We both gaped at her reflection in the mirror. She had gotten the reaction she'd been looking for. She gave a satisfied nod. Devil worship and witchcraft weren't synonymous, but I wasn't going to argue with this woman; this was the wrong time and place.
"Yes, ma'am, that's what I hear. At every full moon, she and some friends of hers go out in the woods and do stuff. No one seems to know exactly what," she admitted.
Janice and I exhaled simultaneously.
"Oh, my goodness," I said weakly.
"Then my brother's well out of a relationship with her. We don't hold with such doings," Janice said righteously.
"Of course not," I agreed.
We didn't meet each other's eyes.
After that little passage, I made motions about leaving, but Janice asked me what I was wearing that night.
"Oh, it's kind of a champagne color," I said. "Kind of a shiny beige."
"Then the red nails won't do," Janice said. "Corinne!"
Despite all my protests, I left the shop with bronze finger- and toenails, and Jarvis worked on my hair again. I tried to pay Janice, but the most she would let me do was tip her employees.
"I've never been pampered so much in my life," I told her.
"What do you do, Sookie?" Somehow that hadn't come up the day before.
"I'm a barmaid," I said.
"That is a change from Debbie," Janice said. She looked thoughtful.
"Oh, yeah? What does Debbie do?"
"She's a legal assistant."
Debbie definitely had an educational edge. I'd never been able to manage college; financially, it would have been rough, though I could've found a way, I guess. But my disability had made it hard enough to get out of high school. A telepathic teenager has an extremely hard time of it, let me tell you. And I had so little control then. Every day had been full of dramas-the dramas of other kids. Trying to concentrate on listening in class, taking tests in a roomful of buzzing brains … the only thing I'd ever excelled in was homework.
Janice didn't seem to be too concerned that I was a barmaid, which was an occupation not guaranteed to impress the families of those you dated.

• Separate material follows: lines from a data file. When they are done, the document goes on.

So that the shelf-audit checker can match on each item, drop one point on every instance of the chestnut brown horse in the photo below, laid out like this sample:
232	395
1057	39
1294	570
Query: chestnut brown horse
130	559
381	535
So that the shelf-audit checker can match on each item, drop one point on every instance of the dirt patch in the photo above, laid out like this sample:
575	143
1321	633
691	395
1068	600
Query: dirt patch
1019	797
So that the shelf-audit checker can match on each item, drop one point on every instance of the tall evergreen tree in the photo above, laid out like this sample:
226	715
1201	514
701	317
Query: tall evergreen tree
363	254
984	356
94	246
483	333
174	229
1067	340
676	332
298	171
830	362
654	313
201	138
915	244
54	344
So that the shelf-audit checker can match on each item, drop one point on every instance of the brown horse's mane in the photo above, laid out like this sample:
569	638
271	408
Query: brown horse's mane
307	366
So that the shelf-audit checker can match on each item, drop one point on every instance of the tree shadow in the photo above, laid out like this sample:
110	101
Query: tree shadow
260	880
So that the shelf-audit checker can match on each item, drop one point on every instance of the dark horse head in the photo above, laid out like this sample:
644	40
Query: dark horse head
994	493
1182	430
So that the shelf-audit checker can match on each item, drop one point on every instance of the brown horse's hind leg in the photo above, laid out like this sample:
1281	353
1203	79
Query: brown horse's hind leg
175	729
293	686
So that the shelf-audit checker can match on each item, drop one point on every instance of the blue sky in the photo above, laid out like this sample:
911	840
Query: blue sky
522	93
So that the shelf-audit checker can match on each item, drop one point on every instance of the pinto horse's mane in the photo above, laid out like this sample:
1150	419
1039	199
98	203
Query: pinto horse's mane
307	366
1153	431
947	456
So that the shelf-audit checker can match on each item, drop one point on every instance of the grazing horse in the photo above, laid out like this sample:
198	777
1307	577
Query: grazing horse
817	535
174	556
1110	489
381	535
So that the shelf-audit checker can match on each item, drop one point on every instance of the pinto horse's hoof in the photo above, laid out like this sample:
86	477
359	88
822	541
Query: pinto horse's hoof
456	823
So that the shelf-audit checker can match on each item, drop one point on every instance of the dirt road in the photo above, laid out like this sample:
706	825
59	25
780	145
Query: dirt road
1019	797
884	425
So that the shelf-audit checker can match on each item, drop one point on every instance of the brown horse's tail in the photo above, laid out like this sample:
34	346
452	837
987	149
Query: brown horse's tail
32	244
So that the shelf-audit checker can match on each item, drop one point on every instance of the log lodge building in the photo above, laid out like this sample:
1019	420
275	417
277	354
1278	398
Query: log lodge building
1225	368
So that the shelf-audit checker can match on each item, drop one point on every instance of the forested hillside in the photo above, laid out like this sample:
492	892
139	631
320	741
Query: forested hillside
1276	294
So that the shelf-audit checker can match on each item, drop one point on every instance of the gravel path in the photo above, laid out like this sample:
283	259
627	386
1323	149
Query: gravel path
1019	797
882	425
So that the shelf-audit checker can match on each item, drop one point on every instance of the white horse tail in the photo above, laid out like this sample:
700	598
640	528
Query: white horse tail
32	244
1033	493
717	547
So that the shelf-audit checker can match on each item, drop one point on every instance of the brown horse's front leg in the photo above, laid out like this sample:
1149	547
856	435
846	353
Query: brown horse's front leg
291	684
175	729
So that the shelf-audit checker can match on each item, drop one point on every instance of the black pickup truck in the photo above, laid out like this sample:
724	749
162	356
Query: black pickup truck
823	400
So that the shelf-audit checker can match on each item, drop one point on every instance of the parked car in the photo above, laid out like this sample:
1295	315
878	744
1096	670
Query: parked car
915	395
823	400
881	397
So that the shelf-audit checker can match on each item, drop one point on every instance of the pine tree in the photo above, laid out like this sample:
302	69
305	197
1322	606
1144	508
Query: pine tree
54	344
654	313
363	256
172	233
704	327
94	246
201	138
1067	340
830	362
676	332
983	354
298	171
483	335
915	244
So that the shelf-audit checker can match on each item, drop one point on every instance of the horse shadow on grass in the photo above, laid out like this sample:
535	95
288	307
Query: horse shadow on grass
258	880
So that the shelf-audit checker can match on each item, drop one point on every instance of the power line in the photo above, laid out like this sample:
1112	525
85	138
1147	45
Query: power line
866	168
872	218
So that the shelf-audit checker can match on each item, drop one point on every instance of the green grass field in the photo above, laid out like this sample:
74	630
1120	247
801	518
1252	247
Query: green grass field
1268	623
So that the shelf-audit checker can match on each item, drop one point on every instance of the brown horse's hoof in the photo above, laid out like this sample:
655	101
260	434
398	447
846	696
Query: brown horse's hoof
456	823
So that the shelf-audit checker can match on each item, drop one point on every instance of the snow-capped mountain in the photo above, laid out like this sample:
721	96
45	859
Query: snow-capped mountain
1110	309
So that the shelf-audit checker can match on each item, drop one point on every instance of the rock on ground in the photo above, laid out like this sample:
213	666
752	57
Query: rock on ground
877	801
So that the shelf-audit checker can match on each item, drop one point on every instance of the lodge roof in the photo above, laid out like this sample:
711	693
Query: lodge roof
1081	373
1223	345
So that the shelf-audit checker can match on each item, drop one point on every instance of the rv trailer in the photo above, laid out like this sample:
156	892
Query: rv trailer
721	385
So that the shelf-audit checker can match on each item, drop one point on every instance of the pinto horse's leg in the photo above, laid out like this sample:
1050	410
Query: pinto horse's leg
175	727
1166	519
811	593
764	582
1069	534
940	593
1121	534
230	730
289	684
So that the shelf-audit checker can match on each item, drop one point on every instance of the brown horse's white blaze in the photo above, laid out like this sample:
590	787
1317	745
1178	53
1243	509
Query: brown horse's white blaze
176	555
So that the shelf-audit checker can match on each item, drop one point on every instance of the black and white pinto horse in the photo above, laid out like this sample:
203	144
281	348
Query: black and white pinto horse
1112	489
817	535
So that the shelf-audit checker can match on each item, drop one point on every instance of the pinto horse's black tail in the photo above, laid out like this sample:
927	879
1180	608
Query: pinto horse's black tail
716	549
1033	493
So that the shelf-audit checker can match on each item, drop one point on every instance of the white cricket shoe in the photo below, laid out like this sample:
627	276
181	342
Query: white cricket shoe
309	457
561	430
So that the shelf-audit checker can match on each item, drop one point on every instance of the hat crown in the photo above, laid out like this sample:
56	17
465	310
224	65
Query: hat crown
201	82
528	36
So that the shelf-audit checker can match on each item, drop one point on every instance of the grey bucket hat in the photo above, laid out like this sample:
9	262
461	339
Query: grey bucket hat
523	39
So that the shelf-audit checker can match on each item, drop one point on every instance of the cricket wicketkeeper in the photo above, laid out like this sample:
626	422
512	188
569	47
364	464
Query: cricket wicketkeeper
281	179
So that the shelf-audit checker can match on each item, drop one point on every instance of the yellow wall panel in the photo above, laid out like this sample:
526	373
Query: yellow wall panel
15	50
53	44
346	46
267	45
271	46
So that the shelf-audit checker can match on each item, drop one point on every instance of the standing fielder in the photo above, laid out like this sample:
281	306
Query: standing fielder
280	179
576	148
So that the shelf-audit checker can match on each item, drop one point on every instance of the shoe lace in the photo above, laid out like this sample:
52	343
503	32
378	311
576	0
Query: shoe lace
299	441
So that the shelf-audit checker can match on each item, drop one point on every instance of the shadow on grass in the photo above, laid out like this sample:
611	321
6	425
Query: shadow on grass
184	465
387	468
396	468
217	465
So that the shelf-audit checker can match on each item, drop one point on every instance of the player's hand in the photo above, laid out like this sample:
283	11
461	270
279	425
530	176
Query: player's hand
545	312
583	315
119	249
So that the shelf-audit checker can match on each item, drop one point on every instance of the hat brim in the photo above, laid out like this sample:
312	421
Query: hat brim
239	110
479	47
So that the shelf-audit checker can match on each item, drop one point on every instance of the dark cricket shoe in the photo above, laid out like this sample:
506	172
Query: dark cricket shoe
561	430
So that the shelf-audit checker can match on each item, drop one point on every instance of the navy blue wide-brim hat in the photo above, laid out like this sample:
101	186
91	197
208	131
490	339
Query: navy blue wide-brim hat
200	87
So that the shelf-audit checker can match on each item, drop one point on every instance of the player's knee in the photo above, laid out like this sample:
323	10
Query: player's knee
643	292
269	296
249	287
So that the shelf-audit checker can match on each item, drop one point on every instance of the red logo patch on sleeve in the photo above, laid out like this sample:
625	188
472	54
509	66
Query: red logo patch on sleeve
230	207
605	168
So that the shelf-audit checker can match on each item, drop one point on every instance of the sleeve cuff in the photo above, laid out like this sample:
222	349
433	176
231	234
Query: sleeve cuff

I had to remind myself all over again that this setup with Alcide was a temporary arrangement he'd never asked for, and that after I'd discovered Bill's whereabouts-right, Sookie, remember Bill, your boyfriend?-I'd never see Alcide again. Oh, he might drop into Merlotte's, if he felt like getting off the interstate on his way from Shreveport to Jackson, but that would be all.
Janice was genuinely hoping I would be a permanent member of her family. That was so nice of her. I liked her a lot. I almost found myself wishing that Alcide really liked me, that there was a real chance of Janice being my sister-in-law.